Being the kind of person who is lucky enough to spend time in the company of top film critics such as Alexander Walker, Derek Malcom and Paul Ross (who has asked me to remind you that his desire to 'work for food' has not gone down since he gained fame as the host of Endurance on some cable channel or other. So if you've got a quiz show, a drama or maybe a televisual guide to kettles that requires a whore, Paul may have some time between producing Lorraine Kelly's Strangest Soap Coincidences and appearing on It Shouldn't Happen to a TV Cocksucker - the Crossroads year), I have had the opportunity to ask their advice, and they have all said one thing: picking your 29,998th favourite film is the hardest decision ever in film criticism and whoever says it is easy is surely Nick Fisher.

So how did I choose that most difficult of positions in my comprehensive catalogue of the greatest films? Well, I cursed myself, but I decided that Michael Winner could never be any less than 29,950 (you know, with that Chris Rea film about the assassin that Felicity Kendall and Oliver Reed were in, Christ, when I went to see that at the Plaza there were other people in the cinema I thought I must have walked into the wrong screen, then moving on up via the one about the lady vigilante till we get to Hannibal Brooks, the best elephant movie ever apart from Dumbo) and Steven Seagal has done too much work for Eskimo charities to be so far down. So I decided instead to pick on the first film I ever saw: The Belstone Fox.

I was three at the time and very well behaved and so I was taken to the Gerrards Cross cinema. I sat, I watched and I never fell asleep. I remember the basics, it was about a man with some hounds that liked eating foxes (possibly in Wales), but the huntsman (played by Eric Porter who you remember best from Hands of a Ripper - you know the one where Jack the ripper's child goes crazy apeshit, he's the one that pulls the big sabre from his innards with a door handle) found a fox cub, possibly the offspring of a fox he killed (don't remember that bit either) and brings it up, and the hounds and the fox get on so well. This is a bit like Fox and a Hound, the Disney movie, but it's not exactly like it because if I said that I would get sued by the corporation as they are known for being litigious (like gypsies can be).
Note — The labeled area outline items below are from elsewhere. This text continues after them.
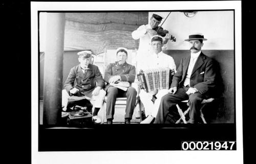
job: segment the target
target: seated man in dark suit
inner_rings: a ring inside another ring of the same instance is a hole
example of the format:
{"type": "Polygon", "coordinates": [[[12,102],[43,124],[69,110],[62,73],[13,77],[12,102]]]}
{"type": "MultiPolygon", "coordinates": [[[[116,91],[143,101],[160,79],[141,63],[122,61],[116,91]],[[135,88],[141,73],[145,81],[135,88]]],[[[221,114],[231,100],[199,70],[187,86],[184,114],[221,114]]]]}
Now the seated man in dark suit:
{"type": "Polygon", "coordinates": [[[115,113],[116,97],[127,97],[124,123],[130,124],[133,116],[136,101],[137,92],[133,87],[130,87],[134,82],[136,75],[135,67],[126,62],[127,50],[125,48],[117,49],[117,62],[106,66],[104,80],[107,83],[104,89],[108,96],[106,99],[107,124],[112,124],[115,113]],[[114,87],[111,84],[126,81],[128,87],[126,91],[114,87]]]}
{"type": "Polygon", "coordinates": [[[101,120],[97,114],[106,94],[103,90],[105,83],[98,67],[90,64],[92,52],[82,51],[77,54],[80,64],[71,68],[64,84],[62,110],[69,111],[75,105],[79,105],[87,106],[91,111],[92,104],[94,107],[93,121],[100,123],[101,120]]]}
{"type": "Polygon", "coordinates": [[[200,105],[208,98],[216,88],[216,70],[214,61],[201,52],[204,38],[201,33],[189,36],[190,55],[181,60],[174,75],[169,93],[162,98],[154,123],[164,123],[171,107],[188,99],[190,107],[188,123],[197,123],[200,116],[200,105]]]}

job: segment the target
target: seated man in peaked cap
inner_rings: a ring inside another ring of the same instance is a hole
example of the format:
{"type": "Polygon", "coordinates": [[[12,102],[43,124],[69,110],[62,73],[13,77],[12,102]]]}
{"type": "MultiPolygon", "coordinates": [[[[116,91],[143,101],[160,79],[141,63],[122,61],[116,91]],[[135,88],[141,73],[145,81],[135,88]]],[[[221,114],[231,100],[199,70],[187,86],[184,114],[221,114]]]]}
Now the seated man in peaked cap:
{"type": "Polygon", "coordinates": [[[204,40],[207,39],[201,33],[192,34],[185,40],[189,42],[190,54],[181,59],[169,93],[161,100],[154,123],[165,123],[168,113],[174,109],[171,107],[187,99],[190,108],[187,123],[197,123],[202,101],[212,97],[216,87],[214,60],[201,51],[204,40]]]}
{"type": "Polygon", "coordinates": [[[90,64],[92,52],[86,50],[77,54],[80,64],[71,68],[64,84],[63,110],[70,110],[76,105],[84,107],[90,101],[94,107],[93,121],[100,123],[101,120],[97,114],[106,93],[102,89],[105,82],[98,67],[90,64]]]}
{"type": "Polygon", "coordinates": [[[111,63],[106,66],[104,80],[107,85],[104,90],[108,96],[106,99],[107,124],[112,124],[115,113],[115,104],[116,97],[127,97],[127,103],[124,116],[124,123],[130,124],[133,114],[136,101],[137,92],[134,88],[128,87],[125,91],[110,84],[118,81],[127,81],[129,86],[134,82],[136,75],[135,67],[126,62],[127,50],[125,48],[119,48],[116,50],[117,62],[111,63]]]}

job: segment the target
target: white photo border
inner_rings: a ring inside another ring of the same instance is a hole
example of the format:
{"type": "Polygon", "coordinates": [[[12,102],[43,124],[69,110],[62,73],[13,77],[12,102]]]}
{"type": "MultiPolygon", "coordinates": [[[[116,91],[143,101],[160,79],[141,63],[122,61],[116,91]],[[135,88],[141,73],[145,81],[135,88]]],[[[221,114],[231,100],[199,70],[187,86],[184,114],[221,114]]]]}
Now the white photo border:
{"type": "Polygon", "coordinates": [[[31,149],[32,163],[242,163],[241,1],[31,2],[31,149]],[[236,151],[38,152],[38,11],[140,11],[234,9],[235,15],[236,151]]]}

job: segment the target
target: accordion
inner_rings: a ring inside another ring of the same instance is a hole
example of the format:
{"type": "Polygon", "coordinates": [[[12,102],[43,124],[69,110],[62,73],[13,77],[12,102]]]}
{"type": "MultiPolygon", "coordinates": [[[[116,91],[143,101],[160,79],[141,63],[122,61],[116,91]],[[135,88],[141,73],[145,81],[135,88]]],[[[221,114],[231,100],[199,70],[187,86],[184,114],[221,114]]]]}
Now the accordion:
{"type": "Polygon", "coordinates": [[[137,74],[140,88],[148,93],[156,90],[169,89],[173,75],[167,68],[140,70],[137,74]]]}

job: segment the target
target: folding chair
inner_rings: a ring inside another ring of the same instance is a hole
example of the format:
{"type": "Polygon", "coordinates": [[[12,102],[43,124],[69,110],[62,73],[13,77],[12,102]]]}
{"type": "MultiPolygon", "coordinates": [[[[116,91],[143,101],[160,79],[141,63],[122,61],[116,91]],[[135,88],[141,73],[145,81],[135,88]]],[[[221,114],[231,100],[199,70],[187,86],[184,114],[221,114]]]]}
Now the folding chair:
{"type": "MultiPolygon", "coordinates": [[[[102,105],[102,109],[103,110],[103,112],[102,113],[102,115],[101,116],[101,117],[102,118],[102,121],[101,121],[102,124],[104,124],[104,118],[105,118],[105,116],[106,115],[106,99],[107,99],[107,96],[105,96],[105,98],[104,98],[103,101],[103,105],[102,105]]],[[[126,100],[127,100],[126,97],[117,97],[116,98],[115,106],[117,106],[117,106],[118,106],[118,105],[125,105],[125,106],[126,106],[126,100]]],[[[136,103],[135,104],[135,107],[137,105],[139,105],[139,111],[140,111],[140,113],[141,113],[141,102],[140,102],[139,97],[137,97],[136,98],[136,103]]],[[[140,122],[141,122],[142,120],[142,116],[141,116],[141,115],[140,115],[140,122]]]]}
{"type": "MultiPolygon", "coordinates": [[[[204,106],[205,106],[205,105],[207,103],[211,102],[212,101],[214,101],[214,100],[215,100],[215,99],[214,98],[208,98],[207,99],[203,99],[201,102],[201,104],[203,104],[203,106],[200,108],[200,117],[201,117],[201,118],[202,119],[202,120],[203,121],[203,122],[204,124],[206,124],[207,122],[205,121],[205,119],[204,117],[204,115],[203,114],[203,112],[202,112],[202,110],[203,109],[203,108],[204,107],[204,106]]],[[[188,100],[182,101],[181,101],[181,102],[186,102],[187,103],[187,105],[188,106],[188,100]]],[[[176,123],[179,124],[180,123],[181,121],[182,120],[184,124],[186,124],[187,122],[186,121],[185,116],[186,116],[186,115],[189,112],[189,110],[190,110],[189,107],[188,107],[188,108],[186,111],[185,111],[185,112],[183,113],[182,112],[182,110],[181,110],[181,109],[180,108],[180,106],[179,106],[179,105],[178,104],[176,104],[176,106],[178,108],[178,112],[179,113],[179,114],[180,115],[180,118],[177,121],[176,121],[176,123]]]]}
Anyway, my dad said it was based on a true story, but this was the same time that he said that all food that was blue was poisonous and all of the queen's guardsmen had pigeon toes (both lies I think). There are lots of shots of hounds and foxes and eventually Eric Porter (who was in the original version of The Forsythe Saga) loses most of his hounds when a fox leaps over some railway track and the hounds that followed are crushed by a train (steam possibly). Boy oh boy, Eric is furious, and eventually tries to kill the fox but has a heart attack, and we are left with a fox and a hound looking each other in the eye as the credits roll.

Frankly, I don't know if this film deserves the brilliant 29,998th slot, but it's too late now. I never fell asleep despite being only three, and unlike my young nieces when I took them to Spiceworld the Movie, I didn't keep going on about my 'best bit' afterwards until I nearly shoved their hot chips in their face.